Clinton erinnerte bei seiner Festrede am Montagabend an Peres‘ Rolle im Friedensprozess. In Rechovot südlich von Tel Aviv sagte er laut der Onlinezeitung „Times of Israel“: „Wie auch Präsident Peres sehe ich keine Alternative zu einem palästinensischen Staat (…) Entwickelt eine Vision von der Zukunft, wie ihr sie euch wünscht, und unternehmt dann die notwendigen Schritte, um sie zu erreichen.“ Wer eine konkrete Vision von Frieden und Versöhnung habe, erreiche dies auch leichter. Israel genieße ein hohes Maß an internationaler Unterstützung. Trotz der schwierigen Sicherheitslage müsse das Land versuchen, sich mit seinen Nachbarstaaten zu arrangieren. Nicht außer Acht lassen dürfe man den demografischen Faktor: „Die Palästinenser bekommen mehr Babys“, sagte Clinton, „ihr müsst euch die Zukunft teilen“.

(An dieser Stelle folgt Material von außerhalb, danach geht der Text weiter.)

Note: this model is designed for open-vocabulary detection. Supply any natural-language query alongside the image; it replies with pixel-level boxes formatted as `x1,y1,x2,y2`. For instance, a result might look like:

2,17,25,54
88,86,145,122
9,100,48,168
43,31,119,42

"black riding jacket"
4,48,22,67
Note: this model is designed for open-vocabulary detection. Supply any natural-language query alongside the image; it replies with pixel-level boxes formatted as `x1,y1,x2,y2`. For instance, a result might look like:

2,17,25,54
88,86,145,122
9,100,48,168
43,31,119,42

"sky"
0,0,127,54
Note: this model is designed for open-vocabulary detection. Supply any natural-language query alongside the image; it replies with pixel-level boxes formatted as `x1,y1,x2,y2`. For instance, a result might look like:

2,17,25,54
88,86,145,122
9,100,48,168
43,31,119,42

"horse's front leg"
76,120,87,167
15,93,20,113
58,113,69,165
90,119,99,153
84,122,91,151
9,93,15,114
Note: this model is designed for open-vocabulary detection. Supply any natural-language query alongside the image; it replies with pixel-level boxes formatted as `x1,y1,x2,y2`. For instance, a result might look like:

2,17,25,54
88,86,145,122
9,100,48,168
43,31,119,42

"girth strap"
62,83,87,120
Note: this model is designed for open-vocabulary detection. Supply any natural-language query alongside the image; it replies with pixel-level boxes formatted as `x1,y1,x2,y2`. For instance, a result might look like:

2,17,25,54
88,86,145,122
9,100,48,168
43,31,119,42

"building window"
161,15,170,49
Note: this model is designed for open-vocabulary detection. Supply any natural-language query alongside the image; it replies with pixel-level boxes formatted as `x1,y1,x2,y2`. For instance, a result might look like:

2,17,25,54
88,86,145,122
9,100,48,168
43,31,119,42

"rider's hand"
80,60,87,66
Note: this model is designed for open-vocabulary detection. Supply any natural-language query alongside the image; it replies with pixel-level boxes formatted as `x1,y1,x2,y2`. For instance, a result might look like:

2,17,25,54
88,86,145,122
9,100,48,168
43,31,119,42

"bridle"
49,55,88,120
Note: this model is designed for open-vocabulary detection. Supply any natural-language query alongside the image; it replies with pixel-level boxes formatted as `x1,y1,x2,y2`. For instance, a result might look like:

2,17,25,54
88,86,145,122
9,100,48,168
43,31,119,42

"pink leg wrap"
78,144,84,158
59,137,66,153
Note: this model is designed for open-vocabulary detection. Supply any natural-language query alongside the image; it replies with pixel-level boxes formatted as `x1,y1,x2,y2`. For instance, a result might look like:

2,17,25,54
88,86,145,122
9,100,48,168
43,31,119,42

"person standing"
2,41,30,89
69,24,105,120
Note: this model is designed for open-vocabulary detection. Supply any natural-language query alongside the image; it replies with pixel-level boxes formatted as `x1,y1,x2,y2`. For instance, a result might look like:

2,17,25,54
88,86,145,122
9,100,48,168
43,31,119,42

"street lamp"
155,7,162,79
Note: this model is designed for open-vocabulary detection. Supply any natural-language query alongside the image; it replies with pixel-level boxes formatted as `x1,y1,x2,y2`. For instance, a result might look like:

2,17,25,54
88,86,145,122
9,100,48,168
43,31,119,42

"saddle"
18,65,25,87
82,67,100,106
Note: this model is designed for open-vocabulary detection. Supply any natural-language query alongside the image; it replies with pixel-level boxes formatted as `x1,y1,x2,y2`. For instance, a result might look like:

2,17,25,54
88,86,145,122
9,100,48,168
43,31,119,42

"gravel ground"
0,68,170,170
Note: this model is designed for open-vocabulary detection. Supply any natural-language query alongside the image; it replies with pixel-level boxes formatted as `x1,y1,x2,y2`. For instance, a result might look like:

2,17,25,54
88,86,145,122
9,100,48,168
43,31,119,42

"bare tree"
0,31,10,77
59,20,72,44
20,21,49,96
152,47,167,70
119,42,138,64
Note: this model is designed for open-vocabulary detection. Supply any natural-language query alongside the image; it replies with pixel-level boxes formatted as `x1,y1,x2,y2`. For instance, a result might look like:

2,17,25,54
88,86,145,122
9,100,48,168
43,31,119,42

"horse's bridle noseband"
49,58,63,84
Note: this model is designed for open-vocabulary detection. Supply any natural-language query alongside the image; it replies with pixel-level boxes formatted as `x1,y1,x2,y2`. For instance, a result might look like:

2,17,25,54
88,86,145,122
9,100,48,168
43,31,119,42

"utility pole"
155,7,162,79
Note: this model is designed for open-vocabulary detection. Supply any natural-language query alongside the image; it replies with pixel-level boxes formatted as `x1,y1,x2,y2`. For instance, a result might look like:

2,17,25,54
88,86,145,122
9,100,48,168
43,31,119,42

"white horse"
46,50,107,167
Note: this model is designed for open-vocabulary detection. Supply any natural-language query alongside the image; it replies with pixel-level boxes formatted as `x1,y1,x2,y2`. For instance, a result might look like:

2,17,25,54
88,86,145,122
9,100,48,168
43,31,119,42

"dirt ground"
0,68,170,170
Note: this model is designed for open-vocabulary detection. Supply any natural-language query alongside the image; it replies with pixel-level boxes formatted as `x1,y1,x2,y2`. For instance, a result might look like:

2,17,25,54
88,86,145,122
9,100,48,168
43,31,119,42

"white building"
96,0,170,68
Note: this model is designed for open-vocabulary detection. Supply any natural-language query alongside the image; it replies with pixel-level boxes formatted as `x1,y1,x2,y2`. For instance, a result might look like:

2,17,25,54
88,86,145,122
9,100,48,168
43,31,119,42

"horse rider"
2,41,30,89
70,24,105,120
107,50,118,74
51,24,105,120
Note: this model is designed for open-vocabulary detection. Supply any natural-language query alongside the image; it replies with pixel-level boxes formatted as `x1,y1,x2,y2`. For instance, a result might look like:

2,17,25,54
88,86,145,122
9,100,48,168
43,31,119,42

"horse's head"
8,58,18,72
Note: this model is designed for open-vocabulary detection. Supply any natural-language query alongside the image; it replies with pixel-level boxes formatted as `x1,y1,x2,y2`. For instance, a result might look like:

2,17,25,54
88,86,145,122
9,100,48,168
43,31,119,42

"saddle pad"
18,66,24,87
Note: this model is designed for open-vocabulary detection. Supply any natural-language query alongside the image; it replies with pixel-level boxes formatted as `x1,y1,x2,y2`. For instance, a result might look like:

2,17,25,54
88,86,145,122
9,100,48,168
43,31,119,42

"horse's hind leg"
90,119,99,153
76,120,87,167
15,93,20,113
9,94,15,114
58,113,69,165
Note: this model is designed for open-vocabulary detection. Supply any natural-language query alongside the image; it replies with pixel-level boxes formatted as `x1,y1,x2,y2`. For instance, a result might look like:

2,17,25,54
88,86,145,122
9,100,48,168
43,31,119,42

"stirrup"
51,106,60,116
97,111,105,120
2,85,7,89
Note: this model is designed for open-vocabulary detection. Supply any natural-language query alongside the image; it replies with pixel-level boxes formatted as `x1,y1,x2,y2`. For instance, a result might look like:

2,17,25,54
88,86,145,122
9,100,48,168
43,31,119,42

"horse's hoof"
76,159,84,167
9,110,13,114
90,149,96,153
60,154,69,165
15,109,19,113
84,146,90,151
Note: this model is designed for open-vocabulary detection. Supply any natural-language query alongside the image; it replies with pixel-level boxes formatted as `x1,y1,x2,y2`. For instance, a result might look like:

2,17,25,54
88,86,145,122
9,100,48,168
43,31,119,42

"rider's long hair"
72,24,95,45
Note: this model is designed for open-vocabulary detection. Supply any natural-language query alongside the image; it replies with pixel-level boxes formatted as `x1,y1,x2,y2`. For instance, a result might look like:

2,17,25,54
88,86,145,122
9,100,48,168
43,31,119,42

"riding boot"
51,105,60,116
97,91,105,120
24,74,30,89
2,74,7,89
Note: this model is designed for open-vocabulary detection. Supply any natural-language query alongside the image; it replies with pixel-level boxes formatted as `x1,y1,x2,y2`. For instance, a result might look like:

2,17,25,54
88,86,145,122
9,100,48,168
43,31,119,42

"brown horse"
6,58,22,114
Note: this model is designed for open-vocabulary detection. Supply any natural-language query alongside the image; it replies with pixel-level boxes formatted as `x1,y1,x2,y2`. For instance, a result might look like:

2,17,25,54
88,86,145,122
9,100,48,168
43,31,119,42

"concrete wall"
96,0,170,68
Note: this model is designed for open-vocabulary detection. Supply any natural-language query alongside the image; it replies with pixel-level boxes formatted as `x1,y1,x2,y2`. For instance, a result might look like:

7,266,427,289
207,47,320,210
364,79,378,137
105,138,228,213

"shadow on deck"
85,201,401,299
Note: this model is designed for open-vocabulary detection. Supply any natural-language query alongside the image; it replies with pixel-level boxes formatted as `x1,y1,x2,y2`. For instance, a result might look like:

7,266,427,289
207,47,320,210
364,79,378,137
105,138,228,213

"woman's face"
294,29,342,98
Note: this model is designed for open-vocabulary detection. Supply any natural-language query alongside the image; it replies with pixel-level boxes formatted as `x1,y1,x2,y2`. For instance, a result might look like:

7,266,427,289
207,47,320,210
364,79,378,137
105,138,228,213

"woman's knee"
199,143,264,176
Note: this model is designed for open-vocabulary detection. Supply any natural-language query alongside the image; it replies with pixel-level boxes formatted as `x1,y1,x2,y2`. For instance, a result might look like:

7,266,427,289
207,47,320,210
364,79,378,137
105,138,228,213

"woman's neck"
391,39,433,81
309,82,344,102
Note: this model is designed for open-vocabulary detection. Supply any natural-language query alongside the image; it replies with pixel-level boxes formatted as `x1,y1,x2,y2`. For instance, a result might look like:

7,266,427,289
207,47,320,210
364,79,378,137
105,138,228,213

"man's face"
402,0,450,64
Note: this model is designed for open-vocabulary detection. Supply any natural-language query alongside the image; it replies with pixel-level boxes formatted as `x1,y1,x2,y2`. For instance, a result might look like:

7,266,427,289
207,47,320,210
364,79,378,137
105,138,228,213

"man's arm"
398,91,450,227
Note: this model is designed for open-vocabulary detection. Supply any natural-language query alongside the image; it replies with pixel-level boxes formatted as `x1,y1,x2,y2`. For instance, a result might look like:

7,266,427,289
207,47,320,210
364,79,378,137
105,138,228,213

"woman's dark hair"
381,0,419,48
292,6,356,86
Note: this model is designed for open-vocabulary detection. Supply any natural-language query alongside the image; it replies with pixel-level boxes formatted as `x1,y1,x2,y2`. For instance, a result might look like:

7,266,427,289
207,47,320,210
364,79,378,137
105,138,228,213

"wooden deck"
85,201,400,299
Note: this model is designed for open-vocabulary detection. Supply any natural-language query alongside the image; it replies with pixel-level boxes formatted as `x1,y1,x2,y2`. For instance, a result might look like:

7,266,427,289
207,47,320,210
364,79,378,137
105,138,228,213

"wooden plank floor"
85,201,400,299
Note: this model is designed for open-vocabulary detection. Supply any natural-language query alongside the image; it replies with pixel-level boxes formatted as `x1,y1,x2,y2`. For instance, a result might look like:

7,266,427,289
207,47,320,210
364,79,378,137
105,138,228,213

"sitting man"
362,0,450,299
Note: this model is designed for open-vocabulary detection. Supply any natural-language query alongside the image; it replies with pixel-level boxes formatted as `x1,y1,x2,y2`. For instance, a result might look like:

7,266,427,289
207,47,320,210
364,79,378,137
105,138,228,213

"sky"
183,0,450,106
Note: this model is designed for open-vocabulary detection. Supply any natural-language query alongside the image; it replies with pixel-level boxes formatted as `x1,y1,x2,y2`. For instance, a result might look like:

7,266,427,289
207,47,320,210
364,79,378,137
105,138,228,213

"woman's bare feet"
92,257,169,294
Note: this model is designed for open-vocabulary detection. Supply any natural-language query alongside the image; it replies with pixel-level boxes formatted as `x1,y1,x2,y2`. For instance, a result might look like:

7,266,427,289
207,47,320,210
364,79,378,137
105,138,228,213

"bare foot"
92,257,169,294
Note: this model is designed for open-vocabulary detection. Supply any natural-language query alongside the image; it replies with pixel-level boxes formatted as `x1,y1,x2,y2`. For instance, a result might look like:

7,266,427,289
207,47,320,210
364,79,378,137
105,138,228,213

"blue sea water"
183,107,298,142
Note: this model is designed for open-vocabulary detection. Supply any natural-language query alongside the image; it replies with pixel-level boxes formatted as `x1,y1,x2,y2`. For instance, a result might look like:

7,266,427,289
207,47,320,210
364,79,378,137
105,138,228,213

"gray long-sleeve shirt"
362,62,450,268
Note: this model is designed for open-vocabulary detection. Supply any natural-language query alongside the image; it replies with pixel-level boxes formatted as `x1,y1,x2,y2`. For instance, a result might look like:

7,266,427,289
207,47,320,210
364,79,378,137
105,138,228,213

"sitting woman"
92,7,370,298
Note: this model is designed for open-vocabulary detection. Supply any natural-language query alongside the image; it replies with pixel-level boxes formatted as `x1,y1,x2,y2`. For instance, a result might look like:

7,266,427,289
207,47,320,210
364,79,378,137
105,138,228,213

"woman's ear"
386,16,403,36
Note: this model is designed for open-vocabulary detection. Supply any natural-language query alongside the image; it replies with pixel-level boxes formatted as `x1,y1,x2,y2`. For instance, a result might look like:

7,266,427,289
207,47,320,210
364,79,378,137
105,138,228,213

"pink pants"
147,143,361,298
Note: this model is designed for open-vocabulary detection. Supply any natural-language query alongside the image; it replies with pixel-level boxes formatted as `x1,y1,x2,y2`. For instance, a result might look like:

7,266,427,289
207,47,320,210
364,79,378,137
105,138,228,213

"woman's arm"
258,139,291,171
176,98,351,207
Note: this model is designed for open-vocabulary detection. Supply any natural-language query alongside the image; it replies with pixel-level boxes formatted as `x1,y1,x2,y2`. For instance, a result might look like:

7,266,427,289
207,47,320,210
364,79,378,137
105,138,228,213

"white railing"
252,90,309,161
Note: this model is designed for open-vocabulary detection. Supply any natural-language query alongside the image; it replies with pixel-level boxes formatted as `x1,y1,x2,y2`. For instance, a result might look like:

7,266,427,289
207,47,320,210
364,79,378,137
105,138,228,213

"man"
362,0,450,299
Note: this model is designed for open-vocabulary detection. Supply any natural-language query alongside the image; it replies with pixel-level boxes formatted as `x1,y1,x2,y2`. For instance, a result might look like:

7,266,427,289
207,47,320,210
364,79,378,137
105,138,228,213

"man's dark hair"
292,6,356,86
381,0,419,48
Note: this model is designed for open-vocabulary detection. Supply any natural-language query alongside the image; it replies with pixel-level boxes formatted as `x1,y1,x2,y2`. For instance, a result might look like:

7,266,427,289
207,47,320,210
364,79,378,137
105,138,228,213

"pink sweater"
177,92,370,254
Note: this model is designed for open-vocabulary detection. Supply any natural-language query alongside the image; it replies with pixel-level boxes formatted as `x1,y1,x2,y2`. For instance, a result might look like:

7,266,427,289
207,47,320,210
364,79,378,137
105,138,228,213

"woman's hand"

Stunden zuvor hatte Peres eine weitere Begegnung der besonderen Art: Die bekannte amerikanische Sängerin und Schauspielerin Barbra Streisand besuchte den Präsidentenpalast in Jerusalem. Streisand wird am 20. Juni ihr erstes Konzert in Israel geben (Israelnetz berichtete) und erhielt am Montag die Ehrendoktorwürde der Hebräischen Universität von Jerusalem. Streisands in ihrer frühen Kindheit verstorbener Vater war Förderer der Bildungseinrichtung. 1984 war die Oscar-Gewinnerin in Israel, um ein nach ihm benanntes Universitätsgebäude einzuweihen.
Peres ist ältester amtierender Staatschef der Welt
Schon Wochen vor seinem 90. Geburtstag ist Schimon Peres der älteste amtierende Staatschef der Welt. Die Feierlichkeiten wurden wegen der Sommerpause auf diese Woche vorverlegt. Am heutigen Dienstag findet ein großes Fest statt. Zu den weiteren prominenten Gästen gehört auch der ehemalige britische Premierminister Tony Blair sowie der frühere Präsident der Sowjetunion, Michail Gorbatschow.
Papst Franziskus gratulierte mit einem Telegramm, in dem er sich nochmals für den Besuch Peres‘ am Heiligen Stuhl im April bedankte. Peres hat das Präsidentenamt seit 2007 inne, in seiner Karriere war er zwei mal Premierminister, drei mal Außen-, und zwei mal Verteidigungsminister. Je einmal diente er als Finanz- und Transportminister. 2011 verstarb seine Frau Sonya, das Paar hat drei Kinder.
Die Kosten für die Feierlichkeiten betragen umgerechnet rund 2,3 Millionen Euro. Insgesamt werden etwa 5.000 Gäste aus dem Ausland erwartet.